Early on in this eco-thriller from the director of Wendy and Lucy and Meek’s Cutoff, a group of environmentalists suitably bearded and attired in knitted beanies, are watching an eco-activist’s film being screened on a white bed-sheet strung up on a shed wall. At the end of the screening, in response to a question from the audience about how she thinks the environment can be saved, the filmmaker reveals that she has no faith in big plans; only in a lot of small plans. It’s one such small plan that brings Josh, Dena and Harmon together in an overt protest against the needless damming of an Oregon river.
As you would expect from a thriller, the first part of the film is devoted to the trio putting the plan together, taking great pains to remain untraceable in a world of internet and video surveillance. But pretty soon it becomes clear that this film is more interested in exploring the characters than it is in building the tension of the plot they’re hatching. Yes, there are moments when their plan might be discovered or when they might get caught, but these feel more pro forma than thrilling and, in most cases, the obstacles to their plan are relatively easily overcome. When Dee attempts to buy a large amount of fertiliser for their bomb, she is challenged by the feed store boss who demands identification for the controlled substance. When she suggests that he’d readily sell it to one of the old guys who are regular customers, he capitulates. It’s not quite an ‘edge of the seat’ moment.
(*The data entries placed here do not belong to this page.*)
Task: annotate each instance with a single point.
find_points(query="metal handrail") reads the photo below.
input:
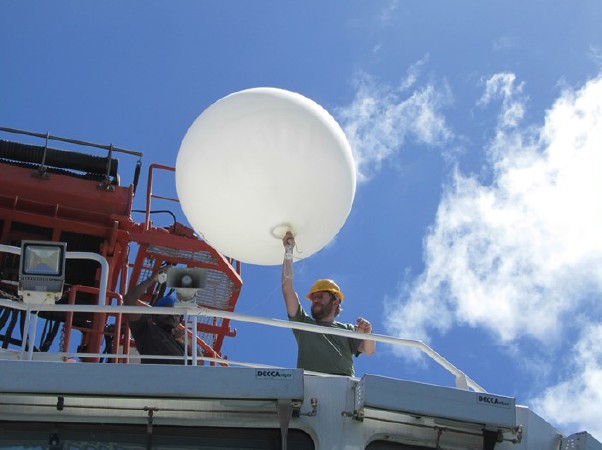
(193, 312)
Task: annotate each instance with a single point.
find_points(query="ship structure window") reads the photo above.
(72, 436)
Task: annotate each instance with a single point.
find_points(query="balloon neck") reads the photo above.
(280, 230)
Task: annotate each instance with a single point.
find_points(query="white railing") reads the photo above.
(191, 314)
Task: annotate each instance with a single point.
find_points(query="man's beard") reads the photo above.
(319, 312)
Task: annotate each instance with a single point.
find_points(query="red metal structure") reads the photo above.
(74, 197)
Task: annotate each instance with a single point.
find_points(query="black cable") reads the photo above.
(161, 211)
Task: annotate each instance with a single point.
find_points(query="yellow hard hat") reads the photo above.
(325, 285)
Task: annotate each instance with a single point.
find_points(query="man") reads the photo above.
(326, 353)
(156, 334)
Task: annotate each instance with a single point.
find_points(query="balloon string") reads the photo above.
(287, 268)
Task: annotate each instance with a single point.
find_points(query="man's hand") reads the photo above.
(288, 240)
(363, 326)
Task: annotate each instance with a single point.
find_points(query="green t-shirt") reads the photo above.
(325, 353)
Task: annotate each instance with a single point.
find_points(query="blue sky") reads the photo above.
(476, 128)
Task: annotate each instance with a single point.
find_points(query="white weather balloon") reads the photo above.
(262, 161)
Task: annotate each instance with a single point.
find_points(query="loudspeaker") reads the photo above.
(186, 281)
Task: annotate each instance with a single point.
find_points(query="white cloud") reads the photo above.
(517, 255)
(577, 400)
(381, 118)
(521, 257)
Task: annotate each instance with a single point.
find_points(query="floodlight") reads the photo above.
(186, 281)
(42, 271)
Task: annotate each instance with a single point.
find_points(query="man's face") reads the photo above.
(322, 305)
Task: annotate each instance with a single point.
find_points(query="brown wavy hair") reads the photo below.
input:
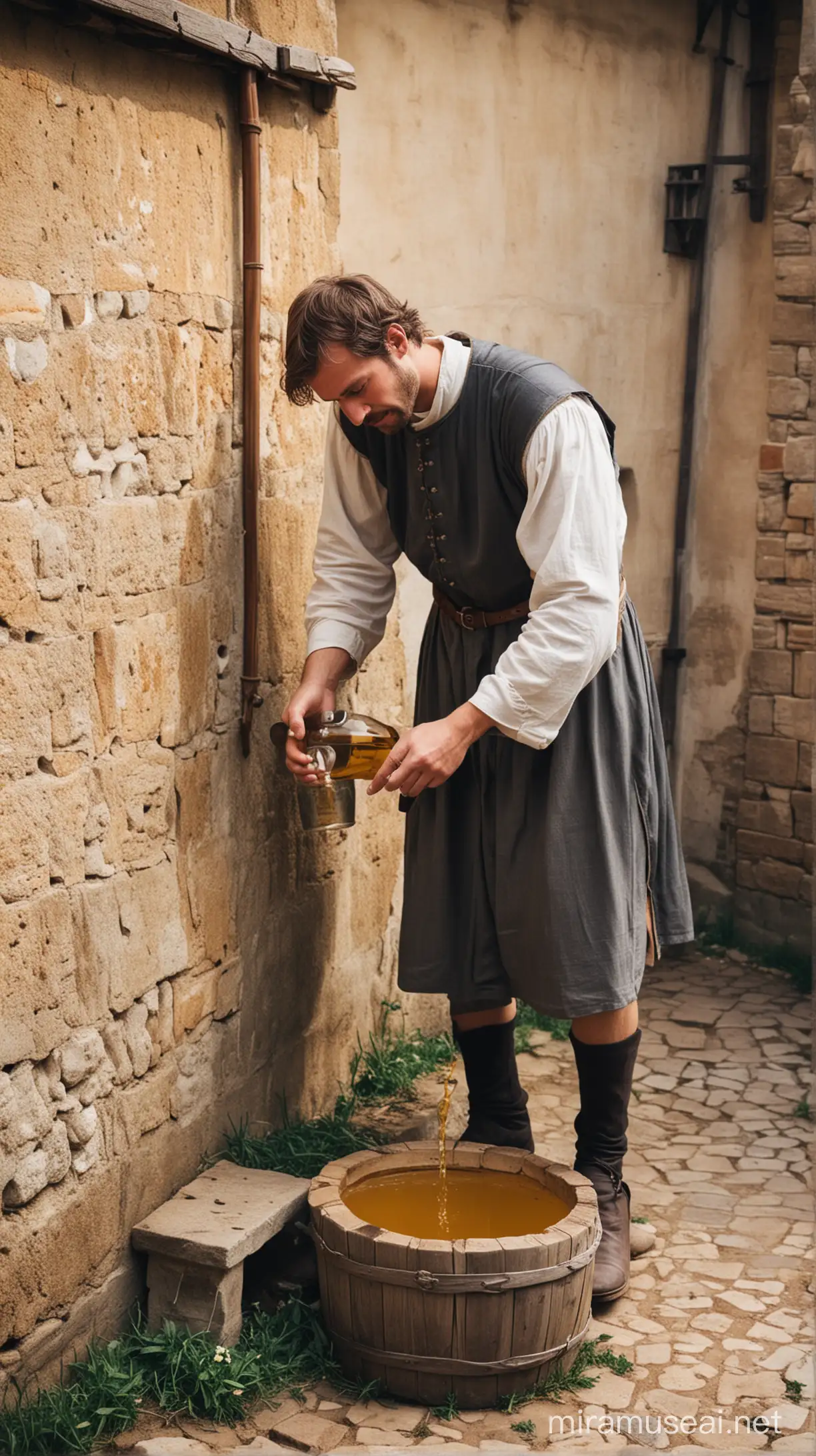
(353, 311)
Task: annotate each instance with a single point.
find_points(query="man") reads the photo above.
(541, 852)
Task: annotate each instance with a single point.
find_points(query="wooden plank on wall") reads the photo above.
(223, 38)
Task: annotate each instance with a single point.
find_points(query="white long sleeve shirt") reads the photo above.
(570, 535)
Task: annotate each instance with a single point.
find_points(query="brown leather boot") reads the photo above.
(605, 1079)
(611, 1277)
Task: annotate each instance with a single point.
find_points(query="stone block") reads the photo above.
(312, 1433)
(165, 1017)
(137, 1039)
(57, 1153)
(770, 561)
(793, 718)
(802, 804)
(146, 1104)
(771, 671)
(19, 605)
(223, 1216)
(81, 1125)
(137, 667)
(779, 879)
(801, 500)
(801, 459)
(136, 302)
(129, 932)
(787, 395)
(194, 998)
(137, 784)
(228, 995)
(77, 311)
(761, 715)
(765, 817)
(771, 510)
(783, 357)
(171, 1446)
(194, 1295)
(795, 277)
(768, 846)
(790, 238)
(771, 456)
(771, 761)
(110, 305)
(27, 361)
(38, 977)
(24, 842)
(791, 323)
(81, 1056)
(87, 1157)
(799, 565)
(31, 1177)
(24, 302)
(786, 602)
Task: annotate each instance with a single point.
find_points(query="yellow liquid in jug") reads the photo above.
(464, 1203)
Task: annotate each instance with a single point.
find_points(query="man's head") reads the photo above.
(350, 339)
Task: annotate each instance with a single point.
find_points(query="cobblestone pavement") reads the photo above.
(719, 1318)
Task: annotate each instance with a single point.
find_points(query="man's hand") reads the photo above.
(315, 695)
(427, 755)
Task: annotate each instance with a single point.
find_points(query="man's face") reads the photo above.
(378, 392)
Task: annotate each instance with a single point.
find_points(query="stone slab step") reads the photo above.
(223, 1215)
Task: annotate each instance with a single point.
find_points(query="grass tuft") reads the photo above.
(523, 1427)
(529, 1021)
(449, 1410)
(387, 1067)
(391, 1062)
(566, 1382)
(301, 1148)
(723, 935)
(178, 1372)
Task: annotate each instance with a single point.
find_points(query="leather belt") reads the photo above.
(473, 618)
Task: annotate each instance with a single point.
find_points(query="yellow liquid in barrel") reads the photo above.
(479, 1203)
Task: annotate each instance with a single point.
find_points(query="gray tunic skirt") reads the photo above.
(527, 873)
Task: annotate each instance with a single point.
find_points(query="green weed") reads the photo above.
(566, 1382)
(391, 1061)
(448, 1411)
(723, 935)
(177, 1372)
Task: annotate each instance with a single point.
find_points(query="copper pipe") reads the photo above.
(249, 121)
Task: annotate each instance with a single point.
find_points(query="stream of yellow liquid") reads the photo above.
(480, 1203)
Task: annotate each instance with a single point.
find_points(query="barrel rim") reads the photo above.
(570, 1235)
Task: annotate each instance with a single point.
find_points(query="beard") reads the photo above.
(398, 415)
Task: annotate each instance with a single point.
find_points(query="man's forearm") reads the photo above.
(327, 667)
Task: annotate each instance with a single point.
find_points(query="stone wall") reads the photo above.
(774, 832)
(174, 954)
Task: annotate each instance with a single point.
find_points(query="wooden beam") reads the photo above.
(223, 38)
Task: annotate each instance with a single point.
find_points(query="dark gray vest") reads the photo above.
(457, 491)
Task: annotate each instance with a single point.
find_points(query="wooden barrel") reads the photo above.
(481, 1318)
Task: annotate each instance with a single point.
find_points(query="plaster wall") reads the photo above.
(503, 167)
(174, 953)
Reichardt has said she wanted to tell a story that was ‘...not about politics but about people’ and therein lies the problem with her film. It feels that the political thriller we start with only exists to get us to its people. Yet it’s hard to feel satisfied with the film’s exploration of the personal moral angst when the consequences of their act seem not so surprising. When we hear the line, ‘...you promised no-one would get hurt’ you have to wonder at their naiveté in thinking they could commit such an act without collateral damage.
This underwhelming effect isn't helped by the overly internalised and de-energised performance from Eisenberg (as much as it seems to be his trademark). We understand the dilemmas he’s wrestling with and, to a certain extent can empathize with him, but too often they are portrayed by long, ponderous scenes of him standing in nature wrestling with his conscience, or lying on his bed staring at the skylight. Nevertheless, the guilt and self-recrimination that seeps into both Josh and Dena and the slow disintegration of the trust between the three conspirators provides an interesting study into the reality of what happens when well-meaning people do a bad thing in the name of a good cause. Night Moves is at its best when it confronts us with the question of how we feel about these home-grown terrorists who are acting in the name of a more palatable ideal such as saving of planet, as distinct from a more fundamentalist, religious viewpoint.
Still, and particularly because of the strength of her two previous efforts, it’s hard not to feel disappointed by how far short of the mark Reichardt’s film is as a thriller. And it’s equally difficult not feel that the pace of the human story is too plodding to fully engage us or that the non-ending is more of a let-down than it is provocative. In the end, Night Moves seems to be hedging its bet, and, for me at least, it’s a bet that doesn’t pay off.